Key takeaways
- Fix critical static data errors before optimisation.
- Pass dynamic analysis before trusting the solver.
- Use feasibility checks such as block build, combing chart, and what-if.
- Run at least two test migrations: one to find gaps, one to confirm fixes.
What should happen before optimisation?
Fix critical static data errors first. Then pass dynamic analysis. The verified rule is clear: critical issues block a feasible result.
This protects solver time and avoids treating data errors as timetable design problems.
Which checks are grounded for this guide?
Keep the pre-solver gate focused on the checks named in the source material.
- Critical static data error checks
- Dynamic analysis
- Block build feasibility check
- Combing chart feasibility check
- What-if feasibility check
- At least two test migrations
How should planners sequence the pre-solver gate?
The gate should prove that the structure is fit for an automatic solve.
- Run the first test migration.
- Fix mapping and data-quality gaps found by that test.

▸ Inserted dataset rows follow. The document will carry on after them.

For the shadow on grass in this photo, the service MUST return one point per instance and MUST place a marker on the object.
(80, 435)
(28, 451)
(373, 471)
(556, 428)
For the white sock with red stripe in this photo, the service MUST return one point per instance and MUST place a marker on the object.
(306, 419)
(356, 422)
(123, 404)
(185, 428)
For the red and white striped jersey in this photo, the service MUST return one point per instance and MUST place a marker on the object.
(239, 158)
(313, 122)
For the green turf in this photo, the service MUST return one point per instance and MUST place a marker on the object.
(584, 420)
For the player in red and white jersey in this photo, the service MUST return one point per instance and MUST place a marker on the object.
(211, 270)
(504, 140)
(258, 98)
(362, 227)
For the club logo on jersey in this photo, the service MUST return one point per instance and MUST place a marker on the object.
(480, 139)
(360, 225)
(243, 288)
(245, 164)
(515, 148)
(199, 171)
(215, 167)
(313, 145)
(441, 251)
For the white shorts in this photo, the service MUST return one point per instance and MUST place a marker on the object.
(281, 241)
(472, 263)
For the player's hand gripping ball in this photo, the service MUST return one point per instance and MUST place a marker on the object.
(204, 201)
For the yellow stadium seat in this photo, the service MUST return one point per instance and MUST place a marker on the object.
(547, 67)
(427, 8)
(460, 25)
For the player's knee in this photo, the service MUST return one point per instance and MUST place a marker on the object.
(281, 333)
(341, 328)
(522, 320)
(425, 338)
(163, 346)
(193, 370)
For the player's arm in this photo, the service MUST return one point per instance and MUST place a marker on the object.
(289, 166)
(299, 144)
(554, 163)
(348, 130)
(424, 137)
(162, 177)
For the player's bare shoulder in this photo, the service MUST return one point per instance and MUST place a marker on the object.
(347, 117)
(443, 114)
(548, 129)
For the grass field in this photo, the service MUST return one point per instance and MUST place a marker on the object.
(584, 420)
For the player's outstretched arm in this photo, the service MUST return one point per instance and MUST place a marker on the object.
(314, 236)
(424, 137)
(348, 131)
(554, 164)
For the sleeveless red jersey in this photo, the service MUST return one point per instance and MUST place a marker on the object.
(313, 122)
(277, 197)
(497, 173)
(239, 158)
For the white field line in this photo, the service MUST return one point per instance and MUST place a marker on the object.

- Run the second test migration to confirm the fixes.
- Fix all critical static data errors.
- Pass dynamic analysis.
- Run feasibility checks before starting optimisation.
Why use block build, combing chart, and what-if?
These feasibility checks help prove that the timetable structure can schedule before planners trust the automatic solve. They are not decoration around the solver. They are part of proving the model is feasible enough to try.
If these checks show structural problems, fix the structure before optimisation.
Why run two test migrations?
The first test migration reveals mapping and data-quality gaps. The second confirms that the gaps have been fixed. Skipping the second test can leave planners unsure whether the repair worked.
Use the findings with data cleanup before the solver run.
What question does this guide answer?
This guide answers one question: what must be validated before planners trust an automatic solve?
It does not cover solver comparison. The grounded scope is critical static data, dynamic analysis, feasibility checks, and repeated test migration.
Questions planners ask before running the solver
What should block a solver run?
Critical static data errors should block the run because critical issues can prevent a feasible result.
What checks prove the structure can schedule?
Use feasibility checks such as block build, combing chart, and what-if before trusting an automatic solve.
How many test migrations should we run?
Run at least two. The first exposes mapping and data-quality gaps. The second confirms those gaps have been fixed.